Farmers/Herders clash: MCN supports Yobe govt, adopts public policy dialogue

As the conflict between farmers and continue to linger, stakeholders have identified increase in population, influx of foreign herders, encroachment on farm lands, non-availability of water and grazing reserves as the major factors responsible.

The technical team leader, of European Union Managing Conflict in North-east Nigeria, Dr. Ukoha Ukiwo, disclosed this in Damaturu the Yobe state capital at a one-day public policy dialogue to sensitize stakeholders on the need to accommodate each other.

Dr.
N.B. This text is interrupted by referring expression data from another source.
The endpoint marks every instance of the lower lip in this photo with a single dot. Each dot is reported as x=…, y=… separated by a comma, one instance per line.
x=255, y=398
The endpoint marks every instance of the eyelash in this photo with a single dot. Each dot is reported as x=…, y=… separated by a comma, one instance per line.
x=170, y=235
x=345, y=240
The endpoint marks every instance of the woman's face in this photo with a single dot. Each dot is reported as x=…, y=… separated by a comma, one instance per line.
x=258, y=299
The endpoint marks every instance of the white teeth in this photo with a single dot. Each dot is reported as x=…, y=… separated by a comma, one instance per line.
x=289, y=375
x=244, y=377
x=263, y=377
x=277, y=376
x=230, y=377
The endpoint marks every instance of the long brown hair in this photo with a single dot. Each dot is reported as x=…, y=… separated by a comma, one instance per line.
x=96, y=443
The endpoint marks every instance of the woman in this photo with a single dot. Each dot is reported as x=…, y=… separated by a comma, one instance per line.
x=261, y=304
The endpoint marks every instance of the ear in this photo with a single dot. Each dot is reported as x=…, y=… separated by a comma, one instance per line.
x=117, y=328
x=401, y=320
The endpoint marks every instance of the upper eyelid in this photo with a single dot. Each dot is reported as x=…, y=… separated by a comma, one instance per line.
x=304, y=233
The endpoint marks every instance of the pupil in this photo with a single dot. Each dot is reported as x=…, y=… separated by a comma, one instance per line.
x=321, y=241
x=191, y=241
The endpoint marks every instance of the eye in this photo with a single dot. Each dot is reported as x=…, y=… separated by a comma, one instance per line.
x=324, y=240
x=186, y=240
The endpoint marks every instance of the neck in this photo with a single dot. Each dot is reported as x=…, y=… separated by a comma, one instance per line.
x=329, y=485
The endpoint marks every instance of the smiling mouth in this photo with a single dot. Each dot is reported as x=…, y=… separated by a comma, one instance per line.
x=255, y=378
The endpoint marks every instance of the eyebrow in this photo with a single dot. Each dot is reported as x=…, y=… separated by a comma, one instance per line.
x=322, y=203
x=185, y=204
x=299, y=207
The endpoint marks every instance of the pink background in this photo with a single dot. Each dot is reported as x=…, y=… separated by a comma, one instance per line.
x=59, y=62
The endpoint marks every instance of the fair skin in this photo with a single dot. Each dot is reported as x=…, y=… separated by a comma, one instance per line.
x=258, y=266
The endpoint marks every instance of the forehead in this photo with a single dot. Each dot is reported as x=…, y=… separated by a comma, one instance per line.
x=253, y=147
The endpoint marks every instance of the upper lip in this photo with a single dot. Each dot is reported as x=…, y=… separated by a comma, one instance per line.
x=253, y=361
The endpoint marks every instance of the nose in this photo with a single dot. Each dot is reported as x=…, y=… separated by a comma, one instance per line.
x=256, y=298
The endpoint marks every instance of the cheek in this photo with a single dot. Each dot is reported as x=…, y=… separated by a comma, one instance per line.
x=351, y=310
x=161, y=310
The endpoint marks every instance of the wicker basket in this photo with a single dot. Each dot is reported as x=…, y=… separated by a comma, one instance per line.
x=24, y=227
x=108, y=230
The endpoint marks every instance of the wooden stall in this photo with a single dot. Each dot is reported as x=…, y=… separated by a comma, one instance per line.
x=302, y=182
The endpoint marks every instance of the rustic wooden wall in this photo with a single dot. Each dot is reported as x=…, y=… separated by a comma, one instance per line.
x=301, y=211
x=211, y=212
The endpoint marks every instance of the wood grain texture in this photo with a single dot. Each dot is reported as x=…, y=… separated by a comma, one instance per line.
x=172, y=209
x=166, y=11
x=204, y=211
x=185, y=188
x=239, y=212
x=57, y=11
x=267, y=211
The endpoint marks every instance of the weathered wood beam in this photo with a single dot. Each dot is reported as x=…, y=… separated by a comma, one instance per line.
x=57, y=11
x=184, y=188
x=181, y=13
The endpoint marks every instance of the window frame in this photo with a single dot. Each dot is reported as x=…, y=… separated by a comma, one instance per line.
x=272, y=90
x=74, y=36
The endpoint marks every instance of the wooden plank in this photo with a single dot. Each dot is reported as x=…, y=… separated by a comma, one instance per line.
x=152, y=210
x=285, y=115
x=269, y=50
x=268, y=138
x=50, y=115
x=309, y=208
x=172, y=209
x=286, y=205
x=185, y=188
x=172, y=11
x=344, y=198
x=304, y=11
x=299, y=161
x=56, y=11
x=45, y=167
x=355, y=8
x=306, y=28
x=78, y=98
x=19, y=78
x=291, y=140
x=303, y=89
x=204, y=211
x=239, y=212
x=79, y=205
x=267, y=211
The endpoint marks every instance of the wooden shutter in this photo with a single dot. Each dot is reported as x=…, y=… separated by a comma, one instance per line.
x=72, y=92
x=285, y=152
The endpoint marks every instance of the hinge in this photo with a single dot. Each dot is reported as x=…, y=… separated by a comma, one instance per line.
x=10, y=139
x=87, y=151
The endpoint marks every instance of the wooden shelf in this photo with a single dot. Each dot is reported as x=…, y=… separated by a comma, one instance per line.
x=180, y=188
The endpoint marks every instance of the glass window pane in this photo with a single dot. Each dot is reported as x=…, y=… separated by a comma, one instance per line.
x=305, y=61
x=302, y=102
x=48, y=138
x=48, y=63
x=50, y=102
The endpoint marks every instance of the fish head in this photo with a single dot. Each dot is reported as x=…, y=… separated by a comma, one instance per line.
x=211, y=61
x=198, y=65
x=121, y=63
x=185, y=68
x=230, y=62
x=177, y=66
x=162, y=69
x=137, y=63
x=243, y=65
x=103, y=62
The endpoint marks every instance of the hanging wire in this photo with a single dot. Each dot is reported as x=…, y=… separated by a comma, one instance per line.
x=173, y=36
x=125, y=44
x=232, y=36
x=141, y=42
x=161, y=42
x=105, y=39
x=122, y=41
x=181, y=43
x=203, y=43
Ukiwo revealed that, the farmers/herders conflict which had been in existence for some decades has posed threat to national survival.
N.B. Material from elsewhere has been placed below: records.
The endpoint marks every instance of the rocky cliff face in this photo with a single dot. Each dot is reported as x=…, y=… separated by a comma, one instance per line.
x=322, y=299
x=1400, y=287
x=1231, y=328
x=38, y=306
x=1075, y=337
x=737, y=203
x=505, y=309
“The conflict between farmers and herders has been a major source of concern in Africa and Nigeria is mentioned among the African countries badly bedeviled by this conflict on an annual basis.

“In 2018, we heard a report that incidences of farmers and herders conflict have become deadlier, six times deadlier than even the insurgency and so we are bringing the stakeholders together to dialogue on how to live in peace with one another” he explains.

The Commissioner for Agriculture and Natural Resources who represented Governor Mai Mala Buni, said the state government had received approval of the federal government to establish a Livestock Development centre at Jakusko/Nasari Grazing Reserve which is about 50 thousand hectares wide to strengthen peaceful coexistence between the crop and the livestock farmers.

Amshi also revealed, water points, nomadic schools as well as seed multiplication pastures would be provided at the grazing reserves inorder to avert further conflicts.

The National Secretary of the Miyetti Allah Cattle Breeders Association of Nigeria, Baba Uthman, revealed the steps taken by the Yobe state government with the support from Managing Conflict in Northeast Nigeria is very key considering the challenges faced as result of the insurgency.

The State Team Leader of the MCN, Abdulkadir Sambo, earlier in his welcome address explained the aim of the dialogue was to ensure mutual understanding as well as receive suggestions that would help in mitigating any form of misunderstanding.

The public dialogue drew participants from government, security agents, traditional leaders, Fulani groups as well as association of crop farmers.